A goodbye to a man who taught us how to look at death

Rob said that being willing to die was different than accepting death. He did not want to make friends with death. Instead, he called it the 'final evil' — which he, as a Christian, was willing to endure.

Rob Moll in June 2018. Photo via Facebook

(RNS) — There’s a voice message that I can’t erase off of my cellphone. It’s about 3 years old, from my friend Don out in Washington.

Don had been a hard-driving businessman in his younger years. He spent the later years of his life doing good works around the globe: reconciliation meetings in the post-war Balkans, relief work in North Korea and in China, and closer to home, supporting a prison ministry near his hometown of Seattle.

We’d met at a church breakfast, where he was the speaker, and I later spent a few days with him and his wife for a magazine profile.


In the years since, we’d kept in touch – sometimes to talk about a new project or something in the news that bugged him.

The last call came on Aug. 11, 2016, and went to voicemail. “Thinking about you,” he said. “No agenda. Just wanted to call in to check in on a friend.”

I called back. He didn’t pick up. We never did connect. A few months later, I got the news that cancer had taken his life.

I hold on to that voicemail, hoping someday I’ll get that callback.

Don’s call came back to mind this week when I heard that Rob Moll had died.

Rob, 41, an editor and writer, had been hiking Mount Rainer, his favorite place in the world, when he died in an accident. He leaves behind his wife and four children.

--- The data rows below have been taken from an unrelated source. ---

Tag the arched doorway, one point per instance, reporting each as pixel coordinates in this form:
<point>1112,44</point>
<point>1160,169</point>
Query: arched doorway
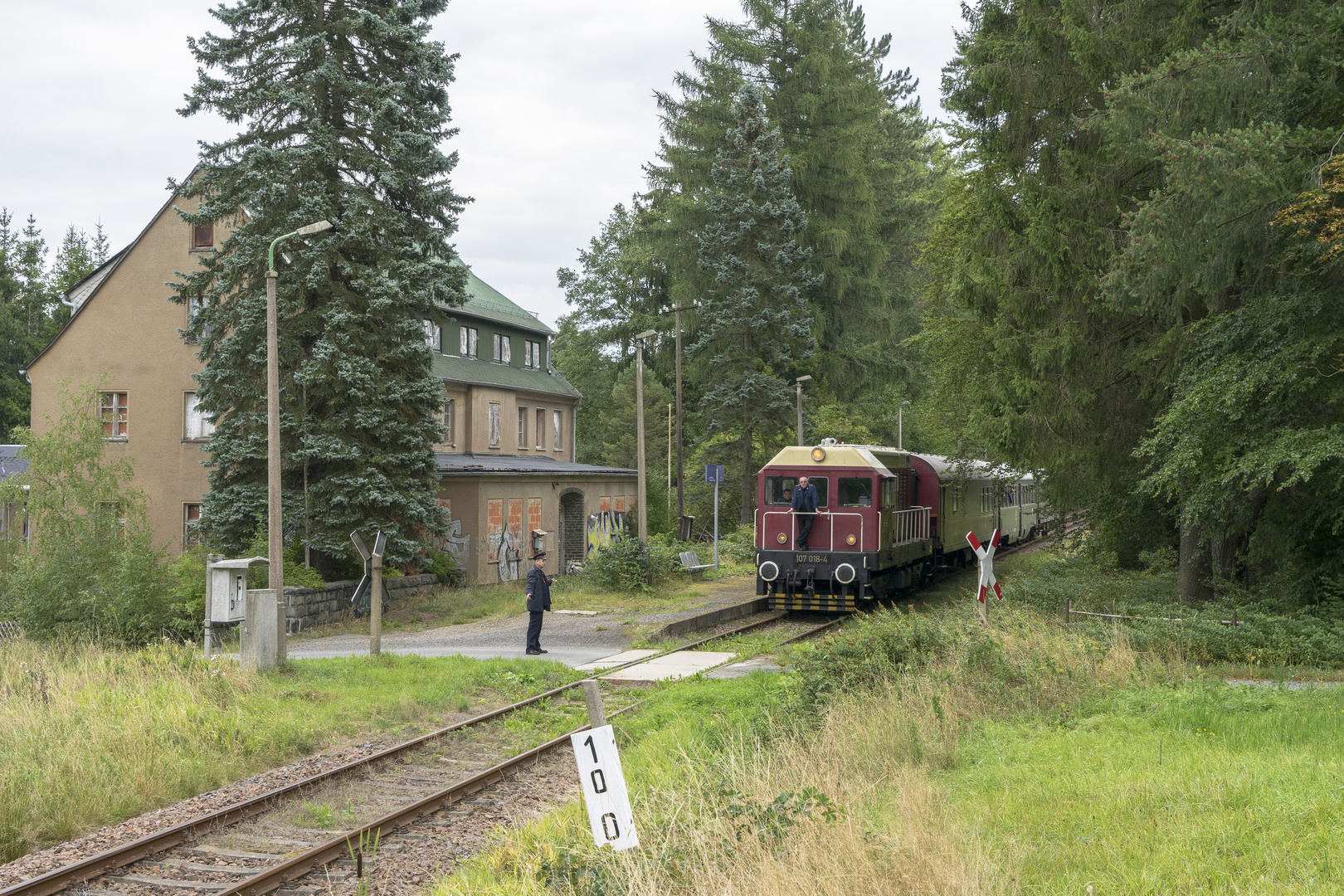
<point>572,528</point>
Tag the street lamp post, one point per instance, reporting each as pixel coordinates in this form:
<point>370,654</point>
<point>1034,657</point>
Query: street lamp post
<point>800,382</point>
<point>275,536</point>
<point>639,434</point>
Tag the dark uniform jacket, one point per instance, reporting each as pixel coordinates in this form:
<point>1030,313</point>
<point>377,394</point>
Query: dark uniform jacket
<point>806,500</point>
<point>539,589</point>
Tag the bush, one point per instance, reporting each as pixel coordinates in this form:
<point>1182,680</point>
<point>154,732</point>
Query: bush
<point>442,564</point>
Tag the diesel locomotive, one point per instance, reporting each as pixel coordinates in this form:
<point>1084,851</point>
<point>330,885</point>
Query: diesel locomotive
<point>886,519</point>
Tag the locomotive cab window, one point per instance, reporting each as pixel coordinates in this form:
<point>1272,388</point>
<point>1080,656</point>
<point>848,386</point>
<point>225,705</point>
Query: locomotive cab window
<point>855,492</point>
<point>778,489</point>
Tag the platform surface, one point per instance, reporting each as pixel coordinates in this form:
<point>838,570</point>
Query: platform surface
<point>671,666</point>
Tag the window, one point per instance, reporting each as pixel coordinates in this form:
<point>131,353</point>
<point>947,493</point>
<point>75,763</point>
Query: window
<point>190,524</point>
<point>197,422</point>
<point>503,348</point>
<point>855,490</point>
<point>433,336</point>
<point>778,489</point>
<point>112,411</point>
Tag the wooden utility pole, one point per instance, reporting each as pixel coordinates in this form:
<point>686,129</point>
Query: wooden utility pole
<point>639,437</point>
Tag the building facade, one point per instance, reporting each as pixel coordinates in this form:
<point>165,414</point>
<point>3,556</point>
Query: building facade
<point>507,457</point>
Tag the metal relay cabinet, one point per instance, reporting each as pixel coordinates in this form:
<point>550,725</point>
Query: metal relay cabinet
<point>226,592</point>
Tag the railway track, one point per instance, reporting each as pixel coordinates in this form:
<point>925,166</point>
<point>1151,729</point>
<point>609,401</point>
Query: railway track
<point>261,845</point>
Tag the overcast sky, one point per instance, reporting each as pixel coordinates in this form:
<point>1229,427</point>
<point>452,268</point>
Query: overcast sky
<point>553,99</point>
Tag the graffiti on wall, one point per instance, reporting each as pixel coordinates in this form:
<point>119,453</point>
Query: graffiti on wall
<point>604,528</point>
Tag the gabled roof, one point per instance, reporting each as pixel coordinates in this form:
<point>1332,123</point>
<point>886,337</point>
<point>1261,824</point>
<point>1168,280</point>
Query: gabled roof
<point>470,370</point>
<point>487,303</point>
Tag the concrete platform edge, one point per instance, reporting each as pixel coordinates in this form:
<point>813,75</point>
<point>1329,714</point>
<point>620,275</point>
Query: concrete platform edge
<point>713,618</point>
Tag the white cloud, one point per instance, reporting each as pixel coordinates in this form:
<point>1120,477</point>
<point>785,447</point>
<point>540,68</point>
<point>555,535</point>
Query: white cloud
<point>554,102</point>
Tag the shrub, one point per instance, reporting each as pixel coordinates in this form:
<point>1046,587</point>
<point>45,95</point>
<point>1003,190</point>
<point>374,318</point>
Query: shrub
<point>442,564</point>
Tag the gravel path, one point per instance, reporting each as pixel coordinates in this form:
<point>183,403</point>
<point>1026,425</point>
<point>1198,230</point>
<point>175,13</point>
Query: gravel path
<point>572,640</point>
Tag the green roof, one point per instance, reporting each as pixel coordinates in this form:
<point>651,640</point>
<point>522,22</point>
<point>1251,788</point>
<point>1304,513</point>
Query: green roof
<point>470,370</point>
<point>487,303</point>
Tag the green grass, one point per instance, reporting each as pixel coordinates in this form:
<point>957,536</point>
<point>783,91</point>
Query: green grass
<point>1199,789</point>
<point>90,737</point>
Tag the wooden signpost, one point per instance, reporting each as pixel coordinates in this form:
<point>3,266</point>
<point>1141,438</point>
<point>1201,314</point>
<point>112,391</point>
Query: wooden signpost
<point>986,571</point>
<point>604,783</point>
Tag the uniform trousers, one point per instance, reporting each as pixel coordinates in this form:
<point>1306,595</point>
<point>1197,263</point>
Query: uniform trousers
<point>533,631</point>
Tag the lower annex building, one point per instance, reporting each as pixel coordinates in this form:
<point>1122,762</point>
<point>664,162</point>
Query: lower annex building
<point>509,477</point>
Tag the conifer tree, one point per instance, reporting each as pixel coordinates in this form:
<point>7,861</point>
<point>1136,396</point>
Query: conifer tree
<point>756,327</point>
<point>343,105</point>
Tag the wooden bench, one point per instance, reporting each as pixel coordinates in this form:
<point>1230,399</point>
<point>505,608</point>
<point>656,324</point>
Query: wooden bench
<point>691,563</point>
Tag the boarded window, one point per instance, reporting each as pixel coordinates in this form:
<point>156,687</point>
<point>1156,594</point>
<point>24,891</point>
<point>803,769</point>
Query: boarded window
<point>503,348</point>
<point>112,411</point>
<point>433,336</point>
<point>190,524</point>
<point>197,425</point>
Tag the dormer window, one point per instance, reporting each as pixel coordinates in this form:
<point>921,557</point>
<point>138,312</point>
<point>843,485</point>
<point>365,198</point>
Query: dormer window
<point>503,348</point>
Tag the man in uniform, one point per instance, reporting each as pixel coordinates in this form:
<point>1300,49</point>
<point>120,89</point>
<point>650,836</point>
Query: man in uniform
<point>538,601</point>
<point>806,508</point>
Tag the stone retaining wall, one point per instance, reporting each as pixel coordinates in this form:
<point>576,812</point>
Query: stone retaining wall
<point>308,607</point>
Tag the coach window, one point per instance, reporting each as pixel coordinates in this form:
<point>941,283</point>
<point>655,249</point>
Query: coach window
<point>855,490</point>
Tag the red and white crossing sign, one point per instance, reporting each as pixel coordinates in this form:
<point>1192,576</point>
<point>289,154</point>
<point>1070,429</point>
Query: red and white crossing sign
<point>986,564</point>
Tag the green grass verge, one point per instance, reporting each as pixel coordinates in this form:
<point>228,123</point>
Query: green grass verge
<point>90,737</point>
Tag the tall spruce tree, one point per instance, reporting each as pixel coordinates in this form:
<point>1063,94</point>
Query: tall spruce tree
<point>757,328</point>
<point>860,156</point>
<point>343,105</point>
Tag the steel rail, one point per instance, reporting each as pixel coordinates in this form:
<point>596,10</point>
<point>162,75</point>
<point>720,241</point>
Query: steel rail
<point>344,845</point>
<point>82,871</point>
<point>75,874</point>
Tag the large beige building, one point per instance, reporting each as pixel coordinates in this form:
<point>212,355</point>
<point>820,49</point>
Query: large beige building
<point>507,464</point>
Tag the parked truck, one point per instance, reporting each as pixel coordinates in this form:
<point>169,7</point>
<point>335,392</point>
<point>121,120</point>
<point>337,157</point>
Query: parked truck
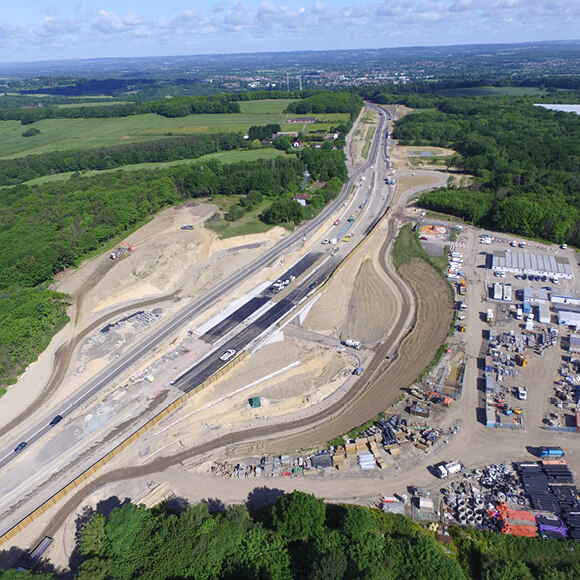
<point>447,469</point>
<point>551,452</point>
<point>507,292</point>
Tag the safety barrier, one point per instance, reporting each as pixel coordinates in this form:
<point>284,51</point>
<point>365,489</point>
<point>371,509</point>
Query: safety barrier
<point>17,528</point>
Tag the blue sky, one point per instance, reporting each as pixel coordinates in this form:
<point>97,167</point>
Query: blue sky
<point>55,29</point>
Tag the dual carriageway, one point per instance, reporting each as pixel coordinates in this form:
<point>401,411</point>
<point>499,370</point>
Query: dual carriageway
<point>23,489</point>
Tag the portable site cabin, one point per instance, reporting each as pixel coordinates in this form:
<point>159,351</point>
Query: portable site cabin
<point>544,316</point>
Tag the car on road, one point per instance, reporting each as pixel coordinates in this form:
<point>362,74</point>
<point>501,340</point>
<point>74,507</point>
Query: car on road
<point>228,354</point>
<point>56,420</point>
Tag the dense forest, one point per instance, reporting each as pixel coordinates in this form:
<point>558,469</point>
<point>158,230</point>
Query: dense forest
<point>301,537</point>
<point>525,160</point>
<point>46,228</point>
<point>174,107</point>
<point>20,169</point>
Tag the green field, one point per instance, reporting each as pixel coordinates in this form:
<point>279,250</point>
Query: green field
<point>223,156</point>
<point>491,91</point>
<point>67,134</point>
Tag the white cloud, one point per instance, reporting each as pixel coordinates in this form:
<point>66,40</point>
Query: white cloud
<point>107,22</point>
<point>133,19</point>
<point>232,25</point>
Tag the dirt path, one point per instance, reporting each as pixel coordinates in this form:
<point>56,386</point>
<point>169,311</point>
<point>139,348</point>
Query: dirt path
<point>428,331</point>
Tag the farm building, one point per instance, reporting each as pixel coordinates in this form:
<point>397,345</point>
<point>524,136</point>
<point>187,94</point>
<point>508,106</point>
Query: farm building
<point>531,263</point>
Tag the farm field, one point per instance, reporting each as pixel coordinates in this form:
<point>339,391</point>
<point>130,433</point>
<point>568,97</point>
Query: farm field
<point>223,156</point>
<point>69,134</point>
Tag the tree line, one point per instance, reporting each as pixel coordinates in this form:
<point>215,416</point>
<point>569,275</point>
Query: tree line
<point>328,102</point>
<point>173,107</point>
<point>300,537</point>
<point>525,160</point>
<point>48,227</point>
<point>20,169</point>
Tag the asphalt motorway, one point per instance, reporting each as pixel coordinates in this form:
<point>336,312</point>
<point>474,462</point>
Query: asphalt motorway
<point>164,331</point>
<point>377,205</point>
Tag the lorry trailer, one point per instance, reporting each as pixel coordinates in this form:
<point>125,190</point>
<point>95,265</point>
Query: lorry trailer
<point>551,452</point>
<point>447,469</point>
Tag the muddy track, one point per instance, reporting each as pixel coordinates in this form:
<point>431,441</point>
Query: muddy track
<point>64,353</point>
<point>428,329</point>
<point>417,351</point>
<point>345,412</point>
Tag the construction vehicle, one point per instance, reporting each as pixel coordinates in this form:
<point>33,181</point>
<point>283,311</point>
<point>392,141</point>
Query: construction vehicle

I don’t have voicemails from Rob. But I have emails and Facebook messages and many fond memories.


Rob Moll. Photo courtesy of InterVarsity Press

Rob edited some of my stories for Christianity Today, where he worked for years as an editor and writer. Later, I worked on a project for him after he left CT — a project we discussed for a few hours over beers at a professional conference, a memory I cherish.

Last time we spoke, I’d asked him to write a piece about how clergy can talk to their people about their own mortality. He said he’d love to, but said, “I need a little time.”

Death was a subject he’d thought about for years. Rob had spent time as a hospice volunteer, an experience that led him to write “The Art of Dying,” a book about spirituality and the end of life. He wrote about how death has disappeared in modern life. Or at least, any conversation about our own mortality and the fleeting nature of life.

Death has moved from the home into the hospital, and medical professionals have taken over much of the care of the deathly ill. And we have lost track of it. “These changes allowed patients to survive — at least temporarily — diseases that would have killed them. But through this exchange, we forgot what death looks like, and we lost something,” Rob wrote.

There are so many other things that take our attention. So much noise. So many tweets and viral videos and Facebook feuds. So many worries. So much time spent on our phones, checking our statuses. So much to do. So little time to think about the end of life.

And then one of our friends is gone and death takes over. All the noise grinds to a halt. All the busyness is over.


For a short while, we remember about death. That we are all terminal. We remember that most of the noise in life is about trivial things and that the time we have with friends is precious and all so short.

Then we forget again. Some years ago, Rob was asked how a congregation should respond when one of its members is given a terminal diagnosis. In response, he wrote about the importance of letting go. “Saying goodbye requires a willingness to die. One cannot be ready to enter eternity while fighting tooth and nail to keep out of it,” he wrote.

Rob said that being willing to die was different than accepting death. He did not want to make friends with death. Instead, he called it the “final evil” — which he, as a Christian, was willing to endure.

“We need not accept death; it is evil,” he wrote. “But, when God calls us home, we do need to be willing, like Jesus in the garden, to take the cup given to us.”

It’s a lovely answer. I hate it. The letting go part, at least.

Rob’s death came on the heels of news that a beloved friend is dying of cancer – someone I do not want to let go of. Cancer took another friend last year and may soon take a third.

And more will come, I am sure. Death is relentless that way.

My friend who is dying has started to make a list of things she no longer has time for. When something on her list comes up, she says no to it. She wants to spend the time she has left on the things that matter to her. And she is willing to die – though in no rush.


I will have to learn how to let go of her, and Rob and all the people I love and who matter.

For now, I’ll hang on to what we have. Some voicemails and emails and conversations and fond memories.

My friend Don never did say goodbye. “I’d love to hear from you,” he said. “Take care.”